Ao(à) Connecting People:
Já fixei a minha posição sobre o assunto num texto anterior.
É importante dar resposta à questão lançada no final do comentário, como pano de fundo do aborto: “será que podemos confiar na consciência de cada um?” O meu entendimento é este: sempre, sempre, respeitar a consciência individual, para o bem ou para o mal (neste caso, quando os efeitos dos actos não se repercutem negativamente noutros). O problema começa por se sentir a necessidade do legislador intervir – despenalizando, descriminalizando, ou mantendo o quadro actual que proíbe o aborto, qualquer que seja a opção. Este é um daqueles domínios em que o legislador devia primar pela abstenção, em respeito total pela consciência de cada pessoa.
De resto, tendo já definido antes a minha posição sobre o assunto, neste texto queria olhar para o folclore dos grupelhos (mantenho, Carter) que encontraram terreno fértil para trazer de novo à superfície este tema fracturante. Concordo que a vinda do barquito não resolvia nada, a não ser montar o circo mediático tão do agrado destes movimentos que sabem gravitar na perfeição em torno da comunicação social (de que desdenham, ainda por cima). Repito a intenção do texto: sublinhar como os meios encontrados podem sacrificar os resultados desejados. Não foi por acaso que utilizei a expressão “dar tiros no pé” para interpretar os acontecimentos. Seja por parte dos activistas pró-aborto (entre os quais, pasme-se, desfilam associações representando homossexuais femininos e masculinos, duvidando que uns e outros – enfim, mais estes do que aquelas – algum dia venham a estar em condições de abortar…), seja pela atitude exagerada do governo.
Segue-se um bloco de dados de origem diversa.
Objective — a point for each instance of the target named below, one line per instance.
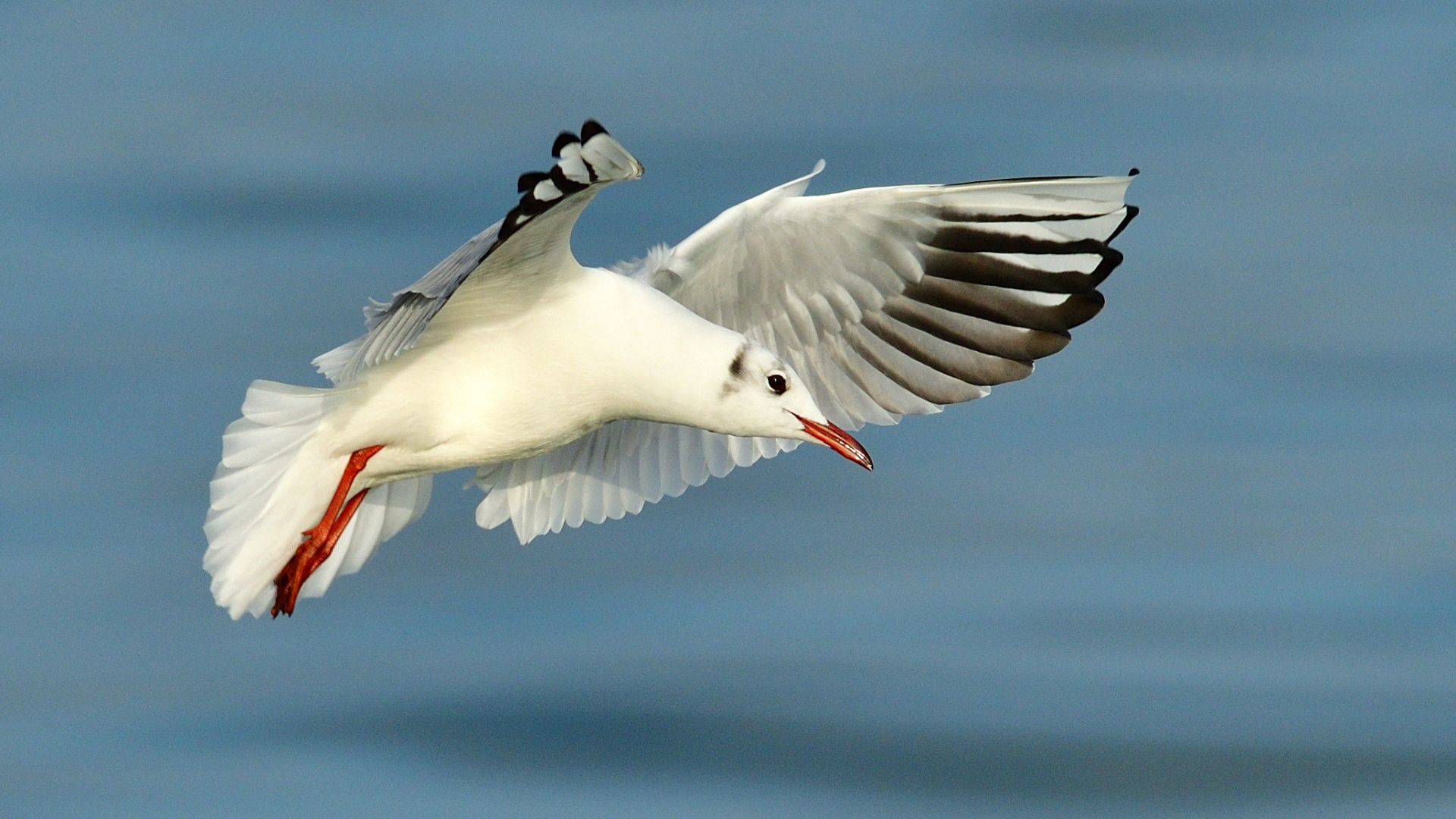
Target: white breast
(596, 349)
Pela parte que me toca, em substância favoreço o aborto sem qualquer tipo de restrições (uma posição maximalista). Tendo em conta o folclore do barco do aborto, não me repugna a decisão tomada pelo governo (exceptuando a desproporcionada vigília das fragatas que ondeiam em volta do barquito). Aqui, o verdadeiro aborto é o barco fretado pelos nossos activistas tão simpáticos às causas fracturantes.
Paulo Vila Maior
Antes que esta discussão tome um rumo mais acesso, deixa-me dizer-te que não estou contra ti. Muito pelo contrário. Podes voltar quando quiseres. Espero-te para a meia-maratona! (Desculpa não ter dito nada! Agora que já tens experiência nestas coisas, sabes que não é por mal!)
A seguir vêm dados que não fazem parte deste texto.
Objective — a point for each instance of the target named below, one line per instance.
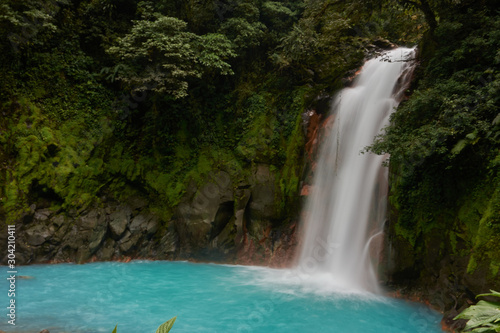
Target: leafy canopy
(160, 55)
(483, 317)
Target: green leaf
(166, 326)
(480, 314)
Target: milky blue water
(140, 295)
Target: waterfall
(346, 210)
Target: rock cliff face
(221, 220)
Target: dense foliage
(444, 141)
(106, 98)
(484, 316)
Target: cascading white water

Eu também concordo que se deve dar a hipótese a cada um de agir de acordo com a sua consciência. Só que eu não tenho de tomar a decisão de legislar. Falar de fora é sempre bonito e fácil, mas ter a responabilidade de agir, e com isso poder prejudicar alguém, é muito diferente. Uma coisa é a nossa teoria, outra é a prática de quem tem de decidir.
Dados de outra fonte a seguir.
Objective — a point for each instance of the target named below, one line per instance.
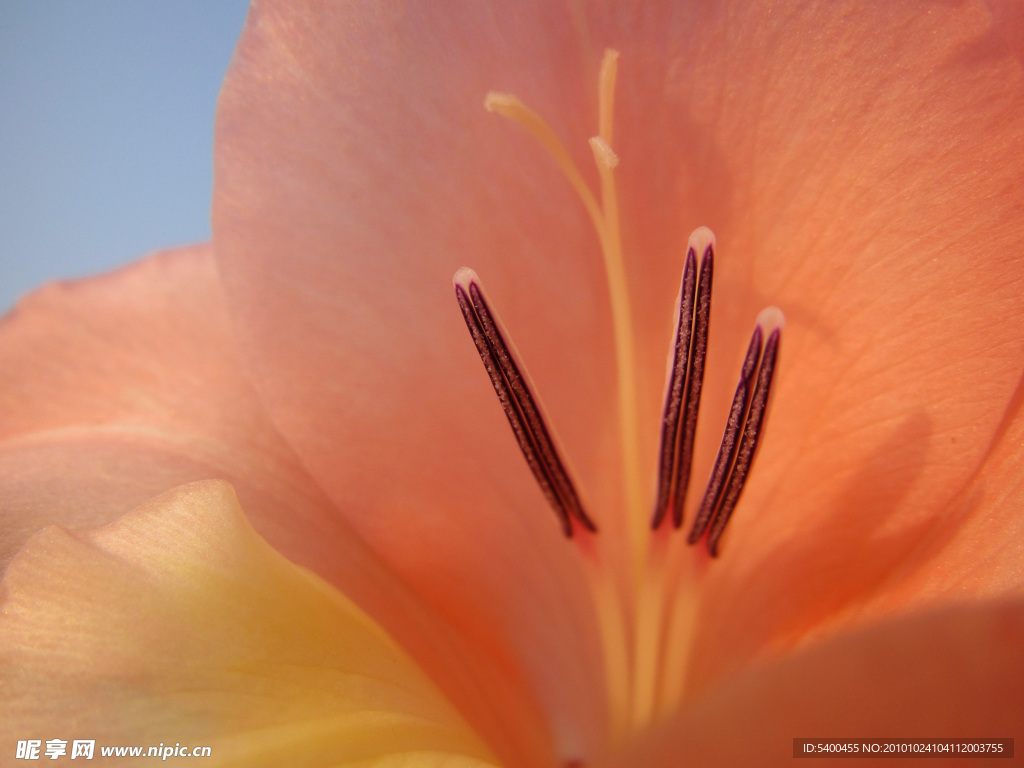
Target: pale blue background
(107, 113)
Eu também sou a favor da despenalização do aborto. Mas sei que quando a lei finalmente for alterada para as 16 semanas os abusos vão ser ainda maiores. Tenta pensar numa Joana ou numa Leonor de 16 semanas. E agora pensa que alguém foi simplesmente irresponsável. Aquele feto vai morrer.
O que estou a tentar dizer é que esta questão é muito mais profunda do que parece à primeira vista. Não estamos só a falar da liberdade da mulher (e do homem).
CP (é mais curto!)
CP:
Já desconfiava…
Tocaste no aspecto fulcral: porque se trata de um conflito de interesses (liberdade individual da mãe versus direito à vida do feto), é muito difícil ajuizar. Ou inclinarmo-nos para qualquer um dos lados do conflito. É justamente por causa disto que defendo a omissão do legislador. Nisto como noutras questões de consciência: quando o Estado decide intervir pela via legislativa, costuma sair asneira. Aqui a melhor maneira de fazer alguma coisa é nada fazer.